By Maria Rocha-Buschel
Last Monday, Congresswoman Carolyn Maloney called for a domestic adaptation of Europe-based commission to fight anti-Semitism, after multiple acts of vandalism have damaged tombstones in Jewish cemeteries across the country.
Maloney pointed to the Commission for the Preservation of America’s Heritage Abroad, which works to protect and preserve monuments and buildings in Europe associated with the heritage of U.S. citizens, but no such government agency exists to protect monuments within the United States.
“We spend time in foreign countries helping them preserve their cemeteries,” she said. “What about here?”
The announcement, made in Maloney’s Upper East Side district office, was prompted by recent damage that was discovered at Washington Cemetery in Brooklyn, although the NYPD has since stated that the tombstones were not toppled as a result of vandalism.
David Jacobson, founding member of the Jewish Cemetery Association of North America, disagreed with the NYPD’s assessment, however.

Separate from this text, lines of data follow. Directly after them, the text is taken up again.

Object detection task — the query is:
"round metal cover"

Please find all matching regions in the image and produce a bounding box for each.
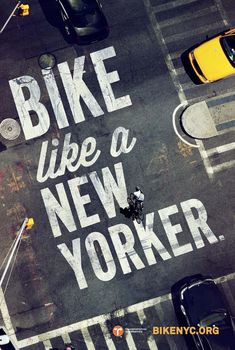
[0,118,21,140]
[38,52,56,69]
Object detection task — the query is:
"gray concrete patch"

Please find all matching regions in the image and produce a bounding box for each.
[182,101,218,139]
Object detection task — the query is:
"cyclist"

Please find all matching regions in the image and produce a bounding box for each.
[134,186,144,209]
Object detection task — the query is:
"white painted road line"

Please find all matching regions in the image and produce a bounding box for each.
[214,0,229,27]
[213,160,235,173]
[206,142,235,156]
[195,140,214,179]
[172,102,199,148]
[100,322,116,350]
[153,0,198,12]
[160,6,218,28]
[43,339,52,350]
[165,20,224,44]
[137,310,158,350]
[12,272,235,350]
[81,328,95,350]
[143,0,186,103]
[0,288,18,349]
[62,333,71,344]
[126,332,137,350]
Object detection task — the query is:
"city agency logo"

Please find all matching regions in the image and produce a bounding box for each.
[113,325,124,337]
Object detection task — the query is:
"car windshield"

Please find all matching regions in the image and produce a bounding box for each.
[67,0,96,16]
[199,312,227,327]
[221,35,235,67]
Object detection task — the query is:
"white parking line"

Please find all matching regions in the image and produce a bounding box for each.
[195,140,214,180]
[165,20,224,44]
[160,6,218,28]
[153,0,198,12]
[213,160,235,173]
[43,339,52,350]
[100,317,116,350]
[206,142,235,156]
[137,310,158,350]
[2,272,235,350]
[0,288,17,349]
[81,328,95,350]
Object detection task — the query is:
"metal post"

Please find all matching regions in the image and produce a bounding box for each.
[0,1,21,34]
[0,218,28,287]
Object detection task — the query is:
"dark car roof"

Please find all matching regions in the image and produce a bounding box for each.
[205,327,235,350]
[61,0,97,14]
[183,280,226,324]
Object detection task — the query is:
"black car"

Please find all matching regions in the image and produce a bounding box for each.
[56,0,109,44]
[171,275,235,350]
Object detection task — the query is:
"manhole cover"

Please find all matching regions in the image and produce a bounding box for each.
[0,118,21,140]
[38,53,56,69]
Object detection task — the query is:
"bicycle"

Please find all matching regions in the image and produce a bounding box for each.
[127,193,144,224]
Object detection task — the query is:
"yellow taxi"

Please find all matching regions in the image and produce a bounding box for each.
[189,28,235,83]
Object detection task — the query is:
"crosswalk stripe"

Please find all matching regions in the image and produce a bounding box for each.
[159,6,218,28]
[137,310,158,350]
[155,304,177,350]
[206,142,235,156]
[214,0,229,27]
[81,327,95,350]
[43,339,52,350]
[165,20,224,44]
[195,139,214,179]
[153,0,198,12]
[222,282,235,310]
[62,333,71,344]
[126,332,137,350]
[213,160,235,173]
[13,273,235,350]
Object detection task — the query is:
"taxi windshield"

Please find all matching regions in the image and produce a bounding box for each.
[220,35,235,67]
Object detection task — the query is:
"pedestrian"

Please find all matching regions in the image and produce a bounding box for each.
[134,186,144,209]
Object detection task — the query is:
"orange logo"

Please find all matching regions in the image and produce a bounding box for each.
[113,326,124,337]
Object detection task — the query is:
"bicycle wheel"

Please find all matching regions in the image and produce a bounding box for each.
[139,210,144,222]
[129,192,135,202]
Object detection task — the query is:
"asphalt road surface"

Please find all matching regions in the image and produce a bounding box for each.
[0,0,235,350]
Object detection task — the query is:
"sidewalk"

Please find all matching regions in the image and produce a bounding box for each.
[181,93,235,139]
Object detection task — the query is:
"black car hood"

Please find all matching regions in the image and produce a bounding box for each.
[205,328,235,350]
[183,281,225,324]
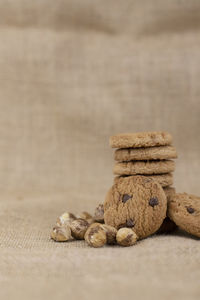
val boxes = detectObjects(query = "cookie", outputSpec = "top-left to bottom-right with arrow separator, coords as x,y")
114,146 -> 177,161
157,187 -> 177,234
104,176 -> 167,239
163,186 -> 176,201
167,193 -> 200,237
110,131 -> 172,148
113,160 -> 175,175
114,173 -> 173,187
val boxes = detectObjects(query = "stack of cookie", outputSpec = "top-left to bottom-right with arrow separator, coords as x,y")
110,132 -> 177,189
110,132 -> 177,233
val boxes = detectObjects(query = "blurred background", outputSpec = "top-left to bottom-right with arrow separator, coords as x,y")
0,0 -> 200,299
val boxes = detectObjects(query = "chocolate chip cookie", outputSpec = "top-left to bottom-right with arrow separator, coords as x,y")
167,193 -> 200,237
114,146 -> 177,161
113,160 -> 175,175
110,131 -> 172,148
104,176 -> 167,239
114,173 -> 173,187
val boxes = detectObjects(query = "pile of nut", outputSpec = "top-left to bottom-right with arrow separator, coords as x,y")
51,204 -> 137,248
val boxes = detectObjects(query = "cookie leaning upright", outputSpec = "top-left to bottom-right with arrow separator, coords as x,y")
104,176 -> 167,239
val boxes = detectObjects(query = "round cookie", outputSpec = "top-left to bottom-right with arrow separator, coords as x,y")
104,176 -> 167,239
167,193 -> 200,237
114,146 -> 177,161
113,160 -> 175,175
110,131 -> 172,148
114,173 -> 173,187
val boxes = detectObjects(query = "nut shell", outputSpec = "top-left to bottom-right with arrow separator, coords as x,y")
70,219 -> 89,240
85,223 -> 106,248
101,224 -> 117,245
51,225 -> 73,242
116,227 -> 138,247
56,212 -> 76,226
94,204 -> 104,223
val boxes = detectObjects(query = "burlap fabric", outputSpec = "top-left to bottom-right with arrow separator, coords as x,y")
0,0 -> 200,300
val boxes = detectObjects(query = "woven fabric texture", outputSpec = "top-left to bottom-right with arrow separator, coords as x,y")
0,0 -> 200,300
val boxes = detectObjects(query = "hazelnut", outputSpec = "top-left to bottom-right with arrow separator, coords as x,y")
56,212 -> 76,226
101,224 -> 117,245
116,227 -> 138,247
94,204 -> 104,223
70,218 -> 89,240
77,211 -> 94,224
51,225 -> 73,242
85,223 -> 106,248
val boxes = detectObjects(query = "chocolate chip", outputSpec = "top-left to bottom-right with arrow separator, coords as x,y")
187,207 -> 195,214
122,194 -> 132,203
149,197 -> 158,207
126,219 -> 135,227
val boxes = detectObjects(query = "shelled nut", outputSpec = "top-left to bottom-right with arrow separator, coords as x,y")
85,223 -> 106,248
77,211 -> 94,224
70,218 -> 89,240
94,204 -> 104,223
51,225 -> 73,242
56,212 -> 76,226
116,227 -> 138,247
101,224 -> 117,245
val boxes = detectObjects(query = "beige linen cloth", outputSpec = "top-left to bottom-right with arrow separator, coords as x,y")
0,0 -> 200,300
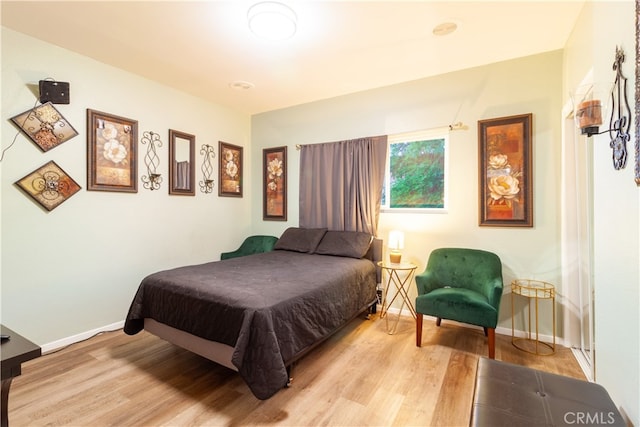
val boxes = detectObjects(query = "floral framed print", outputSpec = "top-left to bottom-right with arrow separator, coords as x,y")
11,102 -> 78,152
16,161 -> 80,211
218,141 -> 243,197
262,147 -> 287,221
478,114 -> 533,227
87,109 -> 138,193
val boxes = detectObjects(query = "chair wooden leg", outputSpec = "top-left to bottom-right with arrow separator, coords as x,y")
487,328 -> 496,359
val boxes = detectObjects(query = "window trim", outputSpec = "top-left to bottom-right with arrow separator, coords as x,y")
380,126 -> 451,214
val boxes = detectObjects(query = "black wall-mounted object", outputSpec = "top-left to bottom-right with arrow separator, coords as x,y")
40,80 -> 70,104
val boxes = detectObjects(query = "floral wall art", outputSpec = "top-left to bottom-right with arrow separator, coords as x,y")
87,109 -> 138,193
218,141 -> 243,197
478,114 -> 533,227
262,147 -> 287,221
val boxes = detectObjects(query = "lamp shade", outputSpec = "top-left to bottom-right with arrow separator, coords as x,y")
389,230 -> 404,250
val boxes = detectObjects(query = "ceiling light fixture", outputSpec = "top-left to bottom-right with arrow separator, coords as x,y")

“The stone was face up and the base was level. It had to be pushed off,” he said. “It weighed about a ton. I can’t imagine any wind knocking that over.”
He added that since it seems that random monuments were affected in Washington Cemetery, this is likely an older, ongoing problem rather than a recent incident.
Despite the incident in Brooklyn not being officially attributed to vandalism, Maloney noted that anti-Semitic hate crimes are up 94 percent compared to the same time last year and she said that this has also prompted her to push for lesson plans on the Holocaust in public schools.
In relation to the increase of anti-Semitic incidents this month, Governor Cuomo announced last Monday that a man suspected of multiple incidents of bias graffiti at Pennsylvania Station was arrested and charged for committing a series of hate crimes.
MTA police department detectives had been conducting a surveillance operation relating to a pattern of hate-crime graffiti and vandalism in the men’s bathroom at Penn Station and police arrested Pasquale Vargas, 65, of Brooklyn on Sunday, who officers believe is responsible for a number of incidents of bias graffiti in Penn Station since February 18.